Obschon nun seitdem das alttheilsche Schloss wieder bewohnt wird, niemals eine schwarz verschleierte Frau gesehen, noch anderes Kindergeschrei gehört worden, als das der zahlreichen Kinder der Besitzer, so lässt sich dennoch die Bevölkerung der Umgegend nicht abstreiten, dass dieser Spuk existirt habe, behauptet vielmehr, er habe erst aufgehört, seitdem die Gebeine dieses Kindes aus dem steinernen Grabe erlöst und in die Erde vergraben, dadurch aber auch dessen vormals nachtwandelnde Mutter beschwichtigt worden sei.

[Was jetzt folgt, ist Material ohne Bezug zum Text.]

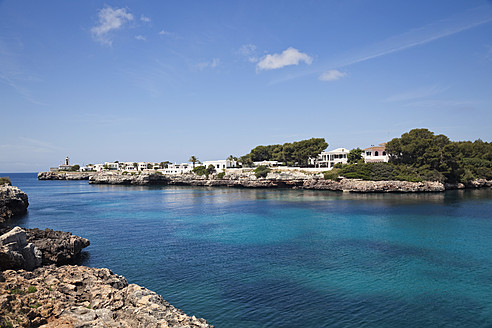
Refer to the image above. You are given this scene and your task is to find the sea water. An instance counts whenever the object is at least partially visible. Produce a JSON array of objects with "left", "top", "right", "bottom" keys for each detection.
[{"left": 0, "top": 174, "right": 492, "bottom": 327}]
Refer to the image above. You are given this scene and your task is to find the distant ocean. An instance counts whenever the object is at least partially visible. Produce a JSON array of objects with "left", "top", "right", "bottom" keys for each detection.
[{"left": 0, "top": 173, "right": 492, "bottom": 327}]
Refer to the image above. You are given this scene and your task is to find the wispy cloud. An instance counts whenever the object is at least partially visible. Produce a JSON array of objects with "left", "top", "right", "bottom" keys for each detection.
[
  {"left": 91, "top": 7, "right": 133, "bottom": 46},
  {"left": 386, "top": 85, "right": 449, "bottom": 102},
  {"left": 256, "top": 47, "right": 313, "bottom": 71},
  {"left": 272, "top": 6, "right": 492, "bottom": 84},
  {"left": 196, "top": 58, "right": 220, "bottom": 71},
  {"left": 237, "top": 43, "right": 260, "bottom": 63},
  {"left": 0, "top": 39, "right": 46, "bottom": 105},
  {"left": 318, "top": 69, "right": 347, "bottom": 81},
  {"left": 339, "top": 7, "right": 492, "bottom": 67},
  {"left": 140, "top": 14, "right": 151, "bottom": 23}
]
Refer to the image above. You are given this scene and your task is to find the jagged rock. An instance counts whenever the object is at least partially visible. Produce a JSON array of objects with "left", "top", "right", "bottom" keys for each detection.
[
  {"left": 89, "top": 171, "right": 445, "bottom": 192},
  {"left": 0, "top": 227, "right": 42, "bottom": 270},
  {"left": 0, "top": 185, "right": 29, "bottom": 224},
  {"left": 26, "top": 228, "right": 90, "bottom": 265},
  {"left": 38, "top": 171, "right": 96, "bottom": 180},
  {"left": 0, "top": 227, "right": 90, "bottom": 270},
  {"left": 0, "top": 265, "right": 213, "bottom": 328}
]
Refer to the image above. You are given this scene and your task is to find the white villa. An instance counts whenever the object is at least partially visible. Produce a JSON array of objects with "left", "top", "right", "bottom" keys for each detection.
[
  {"left": 253, "top": 161, "right": 280, "bottom": 167},
  {"left": 310, "top": 148, "right": 350, "bottom": 170},
  {"left": 159, "top": 163, "right": 193, "bottom": 174},
  {"left": 362, "top": 143, "right": 389, "bottom": 163},
  {"left": 202, "top": 159, "right": 238, "bottom": 171}
]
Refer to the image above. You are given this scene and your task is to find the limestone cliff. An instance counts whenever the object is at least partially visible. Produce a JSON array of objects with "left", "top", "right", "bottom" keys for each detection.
[
  {"left": 0, "top": 184, "right": 29, "bottom": 225},
  {"left": 89, "top": 171, "right": 445, "bottom": 192},
  {"left": 0, "top": 265, "right": 213, "bottom": 328}
]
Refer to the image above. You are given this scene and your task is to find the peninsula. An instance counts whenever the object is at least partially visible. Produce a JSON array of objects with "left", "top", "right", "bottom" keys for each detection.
[{"left": 0, "top": 178, "right": 213, "bottom": 328}]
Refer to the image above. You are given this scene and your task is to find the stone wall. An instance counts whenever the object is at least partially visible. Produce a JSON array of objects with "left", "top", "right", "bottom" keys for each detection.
[{"left": 89, "top": 172, "right": 445, "bottom": 192}]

Eine andere, sehr verbreitete und sehr alte Sage lässt das Stück von zwei feindlichen Brüdern auch in Schönfeld spielen. Dieselben sollen stets in grossem Unfrieden, zeitweise auch in offener Fehde mit einander gelebt und um gar nichts mehr von einander hören und sehen zu müssen eine haushohe Mauer zwischen beiden Schlössern aufgeführt, auch zwei besondere Zugbrücken über den Wallgraben angelegt haben. Bis hierher ist die Sage richtig und wahr, denn erst im Jahre 1854 u. 1856 sind hochbejahrte Leute gestorben, welche sowohl die Mauer als die Pfeiler der Zugbrücken gesehen und beim Abtragen derselben mit geholfen haben. Die Sage behauptet aber nun noch weiter, dass ein Mönch, der Beichtvater des älteren Bruders, der Ohrenbläser und Unfriedenstifter gewesen sei. Der jüngere Bruder oder dessen Leute hätten denselben erschlagen und darauf sei dessen Leichnam von den Leuten des älteren Bruders des Nachts dicht bei der grossen Scheidemauer unmittelbar unter den Fenstern des Todschlägers vergraben worden; da nun der gemordete Mönch des Nachts umgegangen sei, so habe der jüngere Bruder zunächst diese Fenster zumauern lassen und später das neutheilsche Schloss ganz verlassen müssen, und sich das Herrenhaus auf seinem Beigute Lötzschen erbaut und bewohnt, um nicht länger in der Nähe des Spukes leben zu müssen. Ein eigenes Zusammentreffen ist es, dass im Jahre 1842, also nachdem die Sage bereits Jahrhunderte lang in aller Munde gewesen, an der bezeichneten Stelle beim Graben einer Schleusse ein Menschengerippe gefunden wurde, dessen Schädel durch zwei Hiebe gespalten war. Wahrscheinlich ist während der Kriege einmal ein Mensch dort getödet und begraben worden, und die Fama hat diesen Umstand zur Erfindung einer Sage benutzt. Die Fenster am nördlichen Giebel des neutheilschen Herrenhauses sind allerdings noch heutigen Tages zugemauert. –

Eine andere ganz allgemein verbreitete Sage lässt aus dem ehemaligen Burgverliesse des grossen Thurms einen unterirdischen Gang gehen bis in das 1 Stunde entfernt liegende Schloss Linz, was früher Kloster gewesen; eine andere Sage lässt diesen Gang bis in das eben so weit gelegene Liega führen, wo früher ebenfalls ein von den Sala’s bewohntes Schloss gestanden haben soll. – Doch liegt auch nicht das Geringste vor, was die Existenz eines solchen Ganges weder in der einen noch in der andern Richtung bestätigen könnte. Nach Liega zu ist dies fast sogar unmöglich, weil dorthin ein solcher Gang unter zwei Teichen hinweg oder auf sehr grossen Umwegen gehen müsste. –

In neuester Zeit hat sich die nächste Umgebung des Schlosses sehr wesentlich verändert. Die sehr zahlreichen Wirthschaftsgebäude lagen in vier Höfen zerstreut, von denen zwei zum alten und zwei zum neuen Theil gehörten. Dieselben waren ganz unregelmässig, nach dem jeweiligen Bedürfnisse gebaut und sehr baufällig geworden. Die schlechtesten und wenigst zweckmässig gelegenen sind daher niedergerissen und dafür ein einziger grosser Hof mit schönen massiven, meist gewölbten Gebäuden im Style des Schlosses erbaut worden. Der Bauaufwand soll gegen 40 bis 50000 Thaler betragen haben.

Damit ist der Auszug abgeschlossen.